İç imrenilesi kütüphanelerle dolu filmler için, maharetli sanat yönetmenlerinin zenginleştirdiği, ticari kaygıyı umursamadığı belli olan, Batı’nın 80’ler ve 90’lar sinemasını gözden geçirmek yeterli olur. En yakın elli yıl öncesinden bahsediyor bile olsa döneme dair algıyı pekiştirmek için, replikler ve dekor kitap fonksiyonuyla desteklenir ve bizi en az bir kere kitap/kütüphane sahnesiyle buluşturur. Bu en dolaysız haliyle kişisel okumalara dair birkaç gönderme ya da evdeki kütüphane olur. Kapı tıklatmanın ya da bir seslenişin böldüğü okuma sahneleri, herhangi bir yazar, şair ya da eser için yapılan edebî sohbetler ve muhatabına yönelik göndermeler alışıldık kesitlerdir. Klasiklerden uyarlama dönem filmlerini izlemeyi sevenler bilirler; kitap ya da kütüphane olmasa o film eksik kalır. Hatta öylesi filmler tatsızdır.

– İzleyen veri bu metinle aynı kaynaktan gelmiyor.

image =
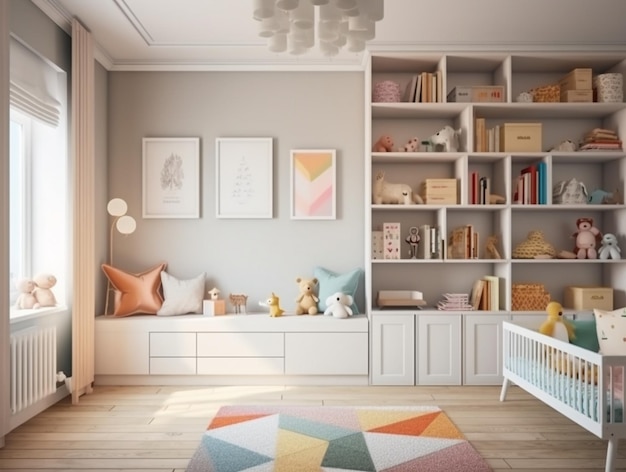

Bir filmin, bir kitaptan ya da fotoğraftan kat kat fazla etki uyandırdığını hep birlikte tecrübe ediyoruz. Çağımızın “akıllara durgunluk veren” görüntü işgalinin meydana getirdiği o hızlı yayılımı, hiçbir iletim aracının sağlaması da mümkün değil. Fotoğrafın/kameranın icadı, hayatlarımızı bir daha eskisi gibi olmayacak biçimde değiştirdi. İnsanlık, kameranın ve ondan yansıyanların bağımlısı oldu âdeta.

Diğer taraftan sinemanın kitapla olan bağı inkâr edilemez. Literatür oluşturmaya yetecek kadar yazar ve araştırmacıları etkileyen, sinemacıları yazarlığa sevk eden bir alan. Uyarlama filmler, senaryolardan devşirme kitaplar, sinema üzerine tezler, teoriler, akımlar ve bunların analizleri, sinemanın kronolojik tarihi, sinema eleştirmenliği, sanat değerine dair tartışma eserleri, sinema-din ilişkisi; hem ilmî hem de edebî mecradan sürekli beslenen konular.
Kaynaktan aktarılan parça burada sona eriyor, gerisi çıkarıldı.